Anyone that knows me well is aware that Philip Seymour Hoffman is/was one of my favorite actors--no, fuck that--artists. I am devastated by his death in a number of ways. I'm sad that he was in so much pain that he risked ending his consciousness as a human being in order to alleviate it. The first thing I felt when I found out that he died was anger. I was angry that he left me alone here to deal with "all of this" by myself. I'd felt a connection with him through how well he could share the dark, sad parts of being human that people don't like to acknowledge. I thought that he'd "gotten it" and had been not only able to deal with that shitty pain in order to survive the day to day, but to conquer it, expose it, manipulate it to create art--to show others something true and meaningful.

One of the reasons why I think he was such a great actor was because you could tell, you could really feel, that he understood the nature of that kind of immense, existential pain that chills you to the bone, the kind of pain that makes you afraid to open your eyes in the morning, the kind of pain that is so great and so massive that you feel like no matter what you do, where you go, who you're with, it's always there, waiting to consume you. I'm talking about that void inside of you that threatens to take you over if you let it. All people have that void, feel that deep pain because it is an integral, inescapable aspect of humanity. However, it's my belief that addicts are affected by that void more deeply. Few people know how to channel their knowledge of it to create such compelling illustrations of the human condition. Philip Seymour Hoffman was one of those people who knew how to do that and did it well.

Below are a collection of scenes that demonstrate his abilities as an actor, an artist. These scenes have affected me greatly.


Doubt – Father Flynn

Capote – Truman Capote

Almost Famous – Lester Bangs
 

Magnolia – Phil Parma
 

Happiness - Allen
 

The Master – Lancaster Dodd
 

Mary & Max – Max Horowitz (voice)
 

Synecdoche, New York - Caden
 

Before the Devil Knows You’re Dead - Andrew



There are other movies that Philip Seymour Hoffman did an incredible job in (Love Liza, The Savages, Boogie Nights, etc), but it was in these films that I feel he truly shined and contributed something human, beautiful, and uniquely unsettling to the narrative. He was the kind of actor that would not only make you believe he was the person he was playing but would make you believe that this person was real, that you had met them or some version of them, and that you would meet them again. His influential monologues stayed with you after you watched them, nestling somewhere inside of your psyche. That's why his acting was art. You believed him so much that you let him in. You let him move you and change you. And that's what art does.

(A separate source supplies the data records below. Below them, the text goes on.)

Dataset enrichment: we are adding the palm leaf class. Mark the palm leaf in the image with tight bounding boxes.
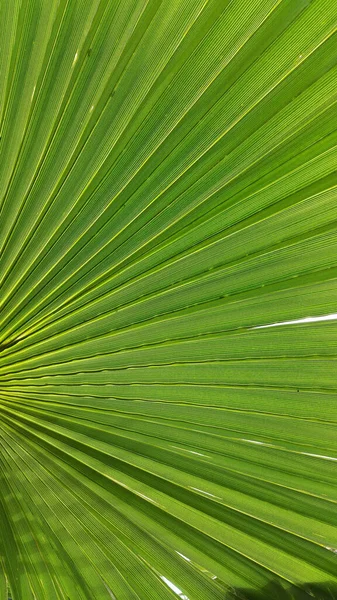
[0,0,337,600]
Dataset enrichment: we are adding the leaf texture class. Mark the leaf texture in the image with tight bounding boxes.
[0,0,337,600]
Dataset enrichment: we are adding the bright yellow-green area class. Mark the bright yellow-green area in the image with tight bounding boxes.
[0,0,337,600]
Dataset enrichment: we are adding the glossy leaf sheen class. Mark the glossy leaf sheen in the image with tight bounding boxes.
[0,0,337,600]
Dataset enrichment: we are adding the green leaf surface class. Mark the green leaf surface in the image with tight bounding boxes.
[0,0,337,600]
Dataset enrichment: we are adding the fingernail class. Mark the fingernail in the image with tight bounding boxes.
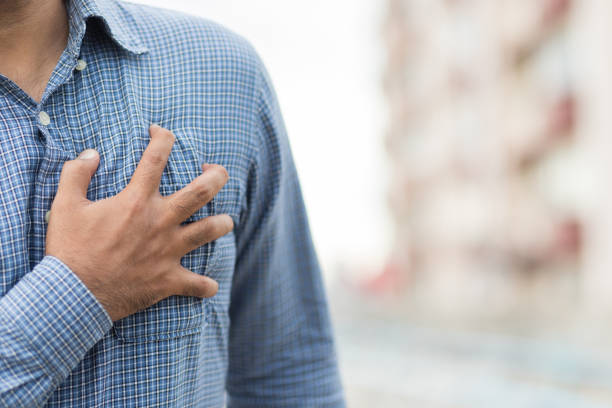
[79,149,98,160]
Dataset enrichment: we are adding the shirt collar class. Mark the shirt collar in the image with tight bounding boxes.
[67,0,148,55]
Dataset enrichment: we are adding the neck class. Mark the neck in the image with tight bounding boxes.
[0,0,68,100]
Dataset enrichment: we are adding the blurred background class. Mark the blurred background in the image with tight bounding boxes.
[133,0,612,408]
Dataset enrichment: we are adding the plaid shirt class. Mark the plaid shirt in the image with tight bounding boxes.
[0,0,344,408]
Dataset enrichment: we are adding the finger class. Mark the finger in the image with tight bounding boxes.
[130,125,174,194]
[57,149,100,199]
[179,214,234,255]
[168,164,228,222]
[172,266,219,298]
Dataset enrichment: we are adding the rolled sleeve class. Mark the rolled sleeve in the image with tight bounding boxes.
[0,256,112,407]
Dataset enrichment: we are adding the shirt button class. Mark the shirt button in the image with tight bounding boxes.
[76,60,87,71]
[38,111,51,126]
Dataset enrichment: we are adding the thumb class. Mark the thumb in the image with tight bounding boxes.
[170,266,219,298]
[57,149,100,198]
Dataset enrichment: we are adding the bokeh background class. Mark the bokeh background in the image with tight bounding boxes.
[133,0,612,408]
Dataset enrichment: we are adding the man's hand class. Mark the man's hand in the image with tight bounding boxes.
[46,125,233,321]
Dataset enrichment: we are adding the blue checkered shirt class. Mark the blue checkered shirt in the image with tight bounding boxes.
[0,0,344,408]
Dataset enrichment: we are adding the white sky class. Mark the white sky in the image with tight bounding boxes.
[130,0,391,279]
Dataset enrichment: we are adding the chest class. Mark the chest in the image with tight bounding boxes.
[0,39,247,342]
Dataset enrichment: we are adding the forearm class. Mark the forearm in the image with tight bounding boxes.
[0,256,112,407]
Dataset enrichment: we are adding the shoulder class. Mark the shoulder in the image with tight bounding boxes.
[119,2,265,80]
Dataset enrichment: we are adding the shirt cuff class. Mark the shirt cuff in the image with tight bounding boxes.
[0,255,112,377]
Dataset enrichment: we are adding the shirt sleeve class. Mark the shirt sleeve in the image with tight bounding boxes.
[0,256,112,407]
[227,58,344,408]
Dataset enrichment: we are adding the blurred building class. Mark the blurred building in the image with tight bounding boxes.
[378,0,612,316]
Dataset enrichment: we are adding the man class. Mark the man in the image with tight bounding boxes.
[0,0,343,407]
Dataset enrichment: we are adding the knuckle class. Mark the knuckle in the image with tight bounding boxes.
[169,200,191,218]
[142,150,165,166]
[185,231,206,248]
[193,182,214,203]
[213,164,229,184]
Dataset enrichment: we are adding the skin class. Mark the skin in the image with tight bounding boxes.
[0,0,233,321]
[0,0,68,102]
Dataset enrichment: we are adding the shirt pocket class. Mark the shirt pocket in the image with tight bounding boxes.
[113,132,218,343]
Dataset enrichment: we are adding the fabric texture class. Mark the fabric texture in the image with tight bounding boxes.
[0,0,344,408]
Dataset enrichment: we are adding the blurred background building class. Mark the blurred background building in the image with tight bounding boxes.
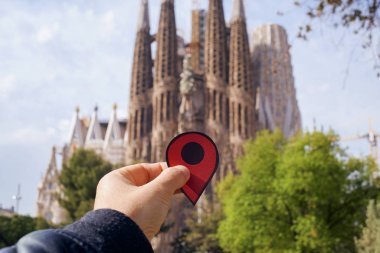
[37,0,301,252]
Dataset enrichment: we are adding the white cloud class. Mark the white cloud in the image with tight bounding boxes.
[0,75,16,99]
[37,23,60,44]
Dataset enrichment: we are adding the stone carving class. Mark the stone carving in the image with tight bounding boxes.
[179,55,205,132]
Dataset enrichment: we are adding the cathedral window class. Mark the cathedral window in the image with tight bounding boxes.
[226,98,230,129]
[238,104,242,135]
[140,108,145,137]
[133,110,138,140]
[158,93,164,123]
[218,93,223,123]
[212,90,216,120]
[166,91,172,121]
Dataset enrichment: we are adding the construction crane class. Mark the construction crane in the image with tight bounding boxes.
[340,120,380,164]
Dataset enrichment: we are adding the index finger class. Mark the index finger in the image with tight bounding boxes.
[115,163,167,186]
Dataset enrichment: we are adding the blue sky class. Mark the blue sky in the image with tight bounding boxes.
[0,0,380,215]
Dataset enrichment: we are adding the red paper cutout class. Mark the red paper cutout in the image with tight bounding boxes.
[166,132,219,205]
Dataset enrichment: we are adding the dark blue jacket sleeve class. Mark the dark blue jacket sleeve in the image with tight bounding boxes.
[0,209,153,253]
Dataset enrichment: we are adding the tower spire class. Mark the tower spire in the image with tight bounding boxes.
[231,0,245,23]
[125,0,153,164]
[137,0,150,31]
[228,0,256,158]
[205,0,230,180]
[152,0,179,161]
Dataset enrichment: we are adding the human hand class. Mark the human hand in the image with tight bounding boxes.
[94,163,190,240]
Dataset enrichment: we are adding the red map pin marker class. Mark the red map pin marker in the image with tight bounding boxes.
[166,132,219,205]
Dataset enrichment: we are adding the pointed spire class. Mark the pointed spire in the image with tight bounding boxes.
[231,0,245,23]
[104,104,123,148]
[154,0,178,83]
[49,146,57,168]
[69,106,85,147]
[137,0,150,31]
[86,105,103,141]
[205,0,228,82]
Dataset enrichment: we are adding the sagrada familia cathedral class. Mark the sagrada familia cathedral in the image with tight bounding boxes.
[37,0,301,252]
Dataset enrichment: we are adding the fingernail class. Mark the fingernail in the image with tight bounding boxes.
[174,165,190,181]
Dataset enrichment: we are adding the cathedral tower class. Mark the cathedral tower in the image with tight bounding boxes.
[126,0,153,164]
[205,0,230,180]
[151,0,179,161]
[229,0,256,158]
[205,0,229,135]
[252,24,302,137]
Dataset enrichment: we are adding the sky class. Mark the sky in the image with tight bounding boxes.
[0,0,380,215]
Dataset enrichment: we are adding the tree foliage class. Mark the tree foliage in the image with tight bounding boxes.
[0,215,52,248]
[218,131,378,253]
[59,149,112,221]
[179,202,223,253]
[356,201,380,253]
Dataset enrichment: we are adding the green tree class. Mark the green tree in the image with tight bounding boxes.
[356,200,380,253]
[218,131,378,253]
[179,202,223,253]
[0,215,53,248]
[59,149,112,221]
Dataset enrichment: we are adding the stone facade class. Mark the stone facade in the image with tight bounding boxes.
[252,24,301,137]
[39,0,301,249]
[37,147,66,224]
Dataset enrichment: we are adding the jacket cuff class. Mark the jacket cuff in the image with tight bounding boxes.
[63,209,153,252]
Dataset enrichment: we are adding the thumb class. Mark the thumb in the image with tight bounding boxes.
[151,165,190,194]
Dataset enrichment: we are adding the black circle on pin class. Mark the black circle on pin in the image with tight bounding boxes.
[181,142,205,165]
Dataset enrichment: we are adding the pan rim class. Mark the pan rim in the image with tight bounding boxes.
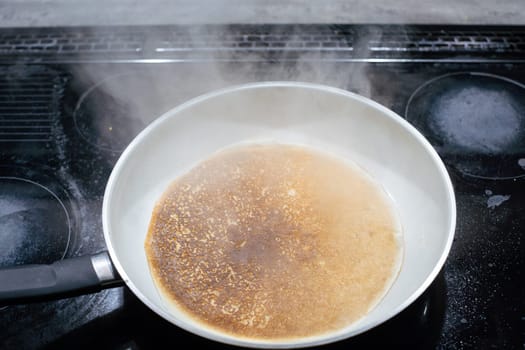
[102,81,457,348]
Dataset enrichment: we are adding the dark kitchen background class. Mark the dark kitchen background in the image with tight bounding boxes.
[0,0,525,349]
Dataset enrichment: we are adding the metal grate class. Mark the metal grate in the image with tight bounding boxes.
[0,29,144,54]
[154,27,354,52]
[0,68,63,142]
[0,25,525,62]
[368,29,525,54]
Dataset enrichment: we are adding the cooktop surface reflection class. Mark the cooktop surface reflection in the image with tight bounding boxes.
[0,25,525,349]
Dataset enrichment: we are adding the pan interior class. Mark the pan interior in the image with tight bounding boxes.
[103,83,455,347]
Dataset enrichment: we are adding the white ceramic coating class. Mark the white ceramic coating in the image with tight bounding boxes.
[102,82,456,348]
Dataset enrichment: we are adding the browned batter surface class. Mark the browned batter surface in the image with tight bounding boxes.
[145,145,401,339]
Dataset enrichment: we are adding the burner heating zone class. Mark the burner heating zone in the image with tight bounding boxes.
[405,72,525,179]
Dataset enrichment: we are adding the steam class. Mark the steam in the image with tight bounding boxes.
[70,26,377,152]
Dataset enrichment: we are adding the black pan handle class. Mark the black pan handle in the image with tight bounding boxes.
[0,252,123,304]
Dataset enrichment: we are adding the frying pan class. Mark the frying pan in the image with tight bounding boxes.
[0,82,456,348]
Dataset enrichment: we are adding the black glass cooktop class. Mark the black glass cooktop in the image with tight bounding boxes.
[0,25,525,349]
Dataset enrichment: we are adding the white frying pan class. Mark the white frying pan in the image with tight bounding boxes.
[0,82,456,347]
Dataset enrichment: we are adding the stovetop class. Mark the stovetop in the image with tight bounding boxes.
[0,25,525,349]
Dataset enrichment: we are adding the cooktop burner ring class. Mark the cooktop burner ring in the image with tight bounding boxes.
[0,166,75,267]
[405,72,525,180]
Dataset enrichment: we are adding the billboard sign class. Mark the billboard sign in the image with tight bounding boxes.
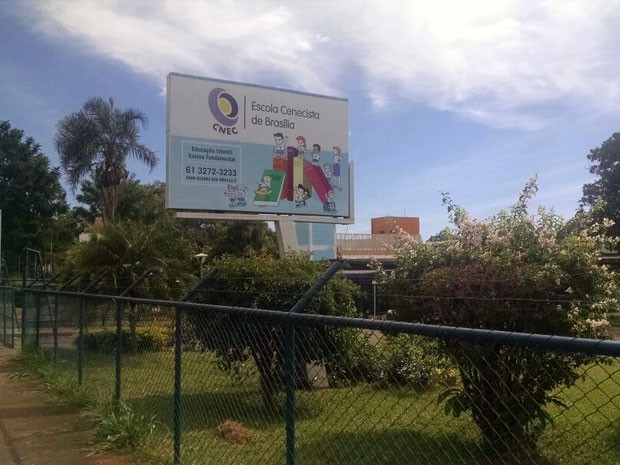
[166,73,353,222]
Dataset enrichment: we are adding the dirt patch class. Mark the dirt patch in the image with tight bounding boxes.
[217,420,256,444]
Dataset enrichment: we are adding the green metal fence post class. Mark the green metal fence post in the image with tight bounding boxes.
[173,307,183,465]
[21,290,28,350]
[34,294,41,349]
[284,262,342,465]
[284,322,295,465]
[52,294,59,365]
[78,297,84,385]
[0,288,8,345]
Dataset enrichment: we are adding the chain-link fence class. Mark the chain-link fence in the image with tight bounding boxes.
[19,290,620,465]
[0,280,19,347]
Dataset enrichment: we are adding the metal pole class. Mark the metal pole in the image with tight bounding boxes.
[34,294,41,349]
[0,286,8,345]
[52,294,58,365]
[114,300,123,405]
[78,297,84,385]
[173,307,183,465]
[289,262,342,313]
[284,322,295,465]
[372,279,377,319]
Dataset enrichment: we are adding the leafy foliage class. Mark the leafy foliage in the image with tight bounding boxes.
[383,180,617,451]
[0,121,67,269]
[54,97,158,220]
[95,401,156,450]
[581,132,620,242]
[65,218,195,298]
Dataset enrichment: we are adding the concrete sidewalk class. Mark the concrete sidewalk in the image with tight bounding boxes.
[0,344,135,465]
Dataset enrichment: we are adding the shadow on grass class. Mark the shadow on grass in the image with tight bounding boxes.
[297,429,553,465]
[127,391,314,431]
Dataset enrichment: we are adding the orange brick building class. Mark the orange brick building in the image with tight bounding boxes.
[370,216,420,236]
[336,216,422,260]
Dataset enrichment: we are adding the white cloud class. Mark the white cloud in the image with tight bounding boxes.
[15,0,620,129]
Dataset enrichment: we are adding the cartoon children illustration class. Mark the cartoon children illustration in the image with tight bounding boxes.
[273,132,288,158]
[323,163,334,187]
[224,184,237,208]
[295,184,310,208]
[256,174,271,195]
[224,184,248,208]
[310,144,321,166]
[332,146,342,191]
[297,136,308,157]
[323,190,336,213]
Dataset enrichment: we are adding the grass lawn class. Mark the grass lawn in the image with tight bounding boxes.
[32,344,620,465]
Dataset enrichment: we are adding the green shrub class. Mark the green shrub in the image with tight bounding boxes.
[75,326,171,354]
[95,402,155,450]
[380,180,617,454]
[372,334,437,388]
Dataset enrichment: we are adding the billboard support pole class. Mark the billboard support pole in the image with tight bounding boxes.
[275,219,300,258]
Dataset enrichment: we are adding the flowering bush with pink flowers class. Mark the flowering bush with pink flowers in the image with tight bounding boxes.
[380,179,618,453]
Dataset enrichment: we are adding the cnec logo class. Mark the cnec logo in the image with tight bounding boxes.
[209,87,239,135]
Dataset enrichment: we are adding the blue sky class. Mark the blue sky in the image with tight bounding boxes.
[0,0,620,238]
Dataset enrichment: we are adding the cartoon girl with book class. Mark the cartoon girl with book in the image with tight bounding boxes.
[295,184,310,208]
[310,144,321,166]
[256,174,271,195]
[297,136,308,157]
[332,146,342,191]
[273,132,288,158]
[323,190,336,213]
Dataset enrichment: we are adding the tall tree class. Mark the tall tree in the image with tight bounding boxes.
[0,121,67,269]
[581,132,620,241]
[54,97,158,221]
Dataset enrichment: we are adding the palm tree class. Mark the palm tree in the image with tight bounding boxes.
[54,97,159,221]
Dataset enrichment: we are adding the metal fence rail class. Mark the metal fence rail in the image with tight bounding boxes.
[23,289,620,465]
[0,286,19,347]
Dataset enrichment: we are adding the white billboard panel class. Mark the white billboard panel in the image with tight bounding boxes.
[166,73,353,222]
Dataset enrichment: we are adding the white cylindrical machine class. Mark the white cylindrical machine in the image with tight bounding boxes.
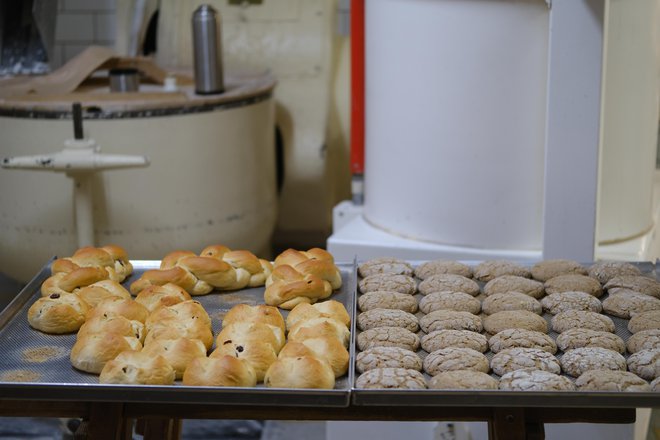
[363,0,658,251]
[0,71,277,280]
[364,0,548,250]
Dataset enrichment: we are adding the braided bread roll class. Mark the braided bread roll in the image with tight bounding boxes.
[76,280,131,307]
[51,245,133,283]
[135,283,192,312]
[41,267,110,296]
[264,248,342,310]
[130,245,272,295]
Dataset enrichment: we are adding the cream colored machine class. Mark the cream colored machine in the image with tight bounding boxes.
[0,74,277,281]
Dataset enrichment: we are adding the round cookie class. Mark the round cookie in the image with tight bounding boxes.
[544,274,603,298]
[419,310,483,333]
[603,275,660,299]
[421,330,488,353]
[357,327,419,351]
[358,257,413,278]
[357,309,419,333]
[429,370,499,390]
[628,348,660,380]
[557,328,626,354]
[488,328,557,354]
[531,259,587,282]
[415,260,472,280]
[419,273,481,296]
[483,310,548,335]
[358,273,417,295]
[500,370,575,391]
[481,292,543,315]
[603,290,660,319]
[419,292,481,315]
[358,290,418,313]
[541,291,603,315]
[561,347,626,377]
[575,370,651,392]
[627,328,660,353]
[423,347,490,376]
[355,368,426,390]
[550,310,615,333]
[589,261,642,284]
[472,260,531,282]
[355,347,422,373]
[490,347,561,376]
[483,275,545,299]
[628,310,660,333]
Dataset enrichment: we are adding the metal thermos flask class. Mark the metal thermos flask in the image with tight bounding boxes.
[192,5,225,95]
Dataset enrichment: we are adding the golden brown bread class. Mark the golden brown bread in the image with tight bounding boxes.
[216,322,286,353]
[277,336,349,377]
[144,321,213,351]
[86,296,149,324]
[264,356,335,389]
[130,245,272,295]
[70,333,142,374]
[264,265,332,310]
[142,338,206,379]
[183,356,257,387]
[28,293,90,334]
[99,350,174,385]
[76,280,131,307]
[222,304,286,331]
[41,267,109,296]
[51,245,133,283]
[209,339,277,382]
[264,248,342,310]
[135,283,192,312]
[288,317,351,347]
[145,300,211,332]
[76,314,145,342]
[286,299,351,329]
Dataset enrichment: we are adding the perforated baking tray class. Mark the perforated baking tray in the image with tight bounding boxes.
[0,260,357,407]
[350,261,660,408]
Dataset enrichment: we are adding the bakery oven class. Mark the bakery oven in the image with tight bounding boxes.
[328,0,660,261]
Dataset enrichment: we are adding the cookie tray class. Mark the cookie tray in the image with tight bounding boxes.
[349,260,660,408]
[0,260,357,407]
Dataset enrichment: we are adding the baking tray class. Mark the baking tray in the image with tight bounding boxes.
[0,260,357,407]
[349,260,660,408]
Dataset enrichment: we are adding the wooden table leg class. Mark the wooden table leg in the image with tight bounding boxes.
[87,403,131,440]
[488,408,527,440]
[141,418,181,440]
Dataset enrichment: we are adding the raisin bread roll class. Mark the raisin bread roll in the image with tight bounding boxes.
[142,338,206,379]
[41,267,109,296]
[286,299,351,329]
[209,339,277,382]
[70,333,142,374]
[216,322,286,353]
[86,296,149,324]
[27,293,90,334]
[76,315,145,342]
[51,245,133,283]
[264,356,335,389]
[99,351,174,385]
[222,304,286,331]
[278,336,349,377]
[135,283,192,312]
[76,280,131,307]
[130,245,272,295]
[289,318,351,347]
[183,355,257,387]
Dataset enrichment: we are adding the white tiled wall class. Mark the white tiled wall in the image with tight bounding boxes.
[51,0,117,69]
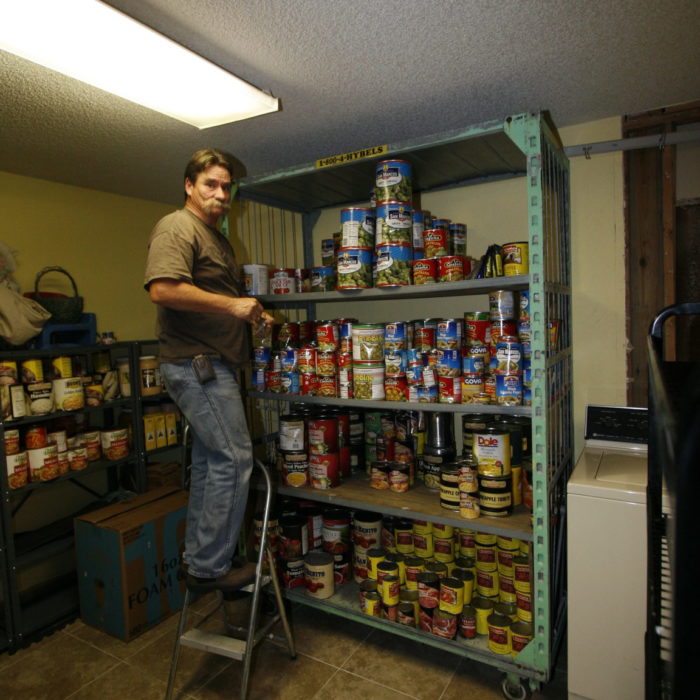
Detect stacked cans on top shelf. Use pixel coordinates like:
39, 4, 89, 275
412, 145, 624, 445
337, 160, 471, 289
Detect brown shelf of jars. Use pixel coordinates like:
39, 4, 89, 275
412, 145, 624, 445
276, 474, 532, 541
6, 453, 136, 494
247, 391, 532, 416
0, 398, 131, 430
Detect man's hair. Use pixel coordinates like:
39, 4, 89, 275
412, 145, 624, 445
185, 148, 233, 199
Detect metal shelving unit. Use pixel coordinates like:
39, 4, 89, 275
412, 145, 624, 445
241, 113, 573, 691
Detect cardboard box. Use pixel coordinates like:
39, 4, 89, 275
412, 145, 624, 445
146, 462, 182, 490
75, 487, 187, 641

My mourning does not continue purely because he was a person that I admired and now he is dead but for a more selfish reason; he was a part of me and he taught me something significant about my own pain, fear, self-loathing, and more importantly, the very nature of human suffering. He helped me identify the terrifying age-old question that has haunted me my whole life: "Why do we suffer?" and I thought, through that forlorn, wise way he had about him, he had accepted the heartbreaking answer, which is simply, "Because we do and we always will." It fucking kills me that someone who was able to both understand and portray pain's nature so intimately on-screen could not bear it himself, off-screen.

Philip Seymour Hoffman: Though I didn't know you, you made me feel like I did. I'm sad that you're gone. Your death frightens me to the core, for if the answer to the question you explored so expertly was not good enough for you, what does that mean for me? If anything positive has come of this, it's that you've made me understand that pain is a part of living and if I don't accept that, if I too allow myself to continue the fruitless pursuit of pleasure without pain, I will die, never again to create anything meaningful to others, just like you did. You've hurt me and you've helped me.

Rest in peace, Philip Seymour Hoffman, and thank you. Thank you for the art you shared with us and the lesson that your death has taught me. I promise to try to find a way to live with the pain you couldn't, to fight against the dark that swallowed you and countless others who suffered from the same addictive delusion of painlessness. Your waving white flag terrified me at first. But now it's made me realize that what I'm fighting for every day that I'm sober is my life.